Zimbabwe will halve mining levies next year after companies, including Impala Platinum Holdings Ltd. (IMP), complained that increases instituted in 2012 harmed development, according to Deputy Mines Minister Gift Chimanikire.
“We have proposed to the Ministry of Finance that the mining fees be reduced by 50 percent,” he said in an interview with Bloomberg News. “We’re now waiting for the Ministry of Finance to approve the new fee structure, which will happen in the new year. Preference will be given to small-scale miners since they are the ones who extensively lobbied government compared to established miners, although their considerations are also being looked at,” Chimanikire added.

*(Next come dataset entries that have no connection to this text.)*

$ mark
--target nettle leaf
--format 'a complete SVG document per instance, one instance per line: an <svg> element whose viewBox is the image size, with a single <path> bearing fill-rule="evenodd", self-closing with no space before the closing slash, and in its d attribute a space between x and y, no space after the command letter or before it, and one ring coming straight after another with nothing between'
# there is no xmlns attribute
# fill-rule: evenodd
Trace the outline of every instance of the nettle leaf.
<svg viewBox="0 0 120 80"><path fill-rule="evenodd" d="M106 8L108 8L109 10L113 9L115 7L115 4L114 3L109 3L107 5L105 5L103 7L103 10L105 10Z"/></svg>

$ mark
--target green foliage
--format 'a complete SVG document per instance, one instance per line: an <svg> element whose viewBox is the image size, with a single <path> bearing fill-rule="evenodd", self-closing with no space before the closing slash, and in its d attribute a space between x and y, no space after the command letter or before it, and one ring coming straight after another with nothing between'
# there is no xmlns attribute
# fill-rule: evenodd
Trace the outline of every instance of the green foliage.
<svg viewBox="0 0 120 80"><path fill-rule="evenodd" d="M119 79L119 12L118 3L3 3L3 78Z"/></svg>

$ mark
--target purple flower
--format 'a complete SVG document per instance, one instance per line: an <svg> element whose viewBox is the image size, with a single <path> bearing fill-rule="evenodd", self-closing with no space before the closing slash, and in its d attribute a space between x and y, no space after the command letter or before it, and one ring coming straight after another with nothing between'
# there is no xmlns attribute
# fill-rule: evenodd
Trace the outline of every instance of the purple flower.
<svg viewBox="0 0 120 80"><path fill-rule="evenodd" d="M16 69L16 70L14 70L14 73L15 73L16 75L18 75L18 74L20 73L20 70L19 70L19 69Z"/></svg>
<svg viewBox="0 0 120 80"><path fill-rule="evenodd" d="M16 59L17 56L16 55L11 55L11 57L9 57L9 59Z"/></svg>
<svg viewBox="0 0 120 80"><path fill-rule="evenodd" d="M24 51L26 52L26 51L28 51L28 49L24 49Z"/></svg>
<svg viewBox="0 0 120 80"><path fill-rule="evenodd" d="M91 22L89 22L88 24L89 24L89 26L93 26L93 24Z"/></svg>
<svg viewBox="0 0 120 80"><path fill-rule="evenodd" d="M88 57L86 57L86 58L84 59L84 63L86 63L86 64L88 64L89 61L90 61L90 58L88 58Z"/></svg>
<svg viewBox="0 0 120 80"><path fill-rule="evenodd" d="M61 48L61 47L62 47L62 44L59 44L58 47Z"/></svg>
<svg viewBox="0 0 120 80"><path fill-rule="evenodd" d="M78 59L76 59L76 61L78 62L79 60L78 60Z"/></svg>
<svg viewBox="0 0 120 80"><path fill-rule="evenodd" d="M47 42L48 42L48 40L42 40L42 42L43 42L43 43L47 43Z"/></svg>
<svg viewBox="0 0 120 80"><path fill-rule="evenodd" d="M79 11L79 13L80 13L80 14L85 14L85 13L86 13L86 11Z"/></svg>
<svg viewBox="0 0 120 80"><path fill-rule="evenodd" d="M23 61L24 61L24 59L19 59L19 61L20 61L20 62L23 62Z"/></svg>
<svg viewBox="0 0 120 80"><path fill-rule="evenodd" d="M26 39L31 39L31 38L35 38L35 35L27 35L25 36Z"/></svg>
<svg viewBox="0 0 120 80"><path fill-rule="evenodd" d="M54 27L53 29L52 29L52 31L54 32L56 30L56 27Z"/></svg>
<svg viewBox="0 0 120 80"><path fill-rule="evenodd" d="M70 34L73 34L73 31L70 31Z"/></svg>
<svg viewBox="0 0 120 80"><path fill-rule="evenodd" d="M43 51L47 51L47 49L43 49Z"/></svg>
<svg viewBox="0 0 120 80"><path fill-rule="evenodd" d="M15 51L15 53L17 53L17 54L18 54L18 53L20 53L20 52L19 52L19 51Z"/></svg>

Zimbabwe, which has the biggest platinum and chrome reserves after South Africa, in February increased diamond-mining licenses five-fold to US$5 million from US$1 million. Meanwhile, applications for a platinum-mining license soared to US$500,000 from US$200, according to the Government Gazette, Bloomberg reported.
The government justified the revised fees by explaining that they were meant to prevent speculative holdings of mineral claims. The government said in April that would review the level duties as a result of the complaints. Increasing the mining license fees has hit the mining industry's outlook said Zimbabwe Chamber of Mines earlier this month.
The chamber's members include Impala’s Zimplats unit, Rio Tinto Group, China’s Sinosteel Corp. and Metallon Corp Ltd. Rio mines diamonds at Murowa in Zimbabwe, while Sinosteel produces chrome, and Metallon is a gold miner. Zimbabwe earned US$1.6 billion from mineral production from January to October, the chamber said in a December 11 statement.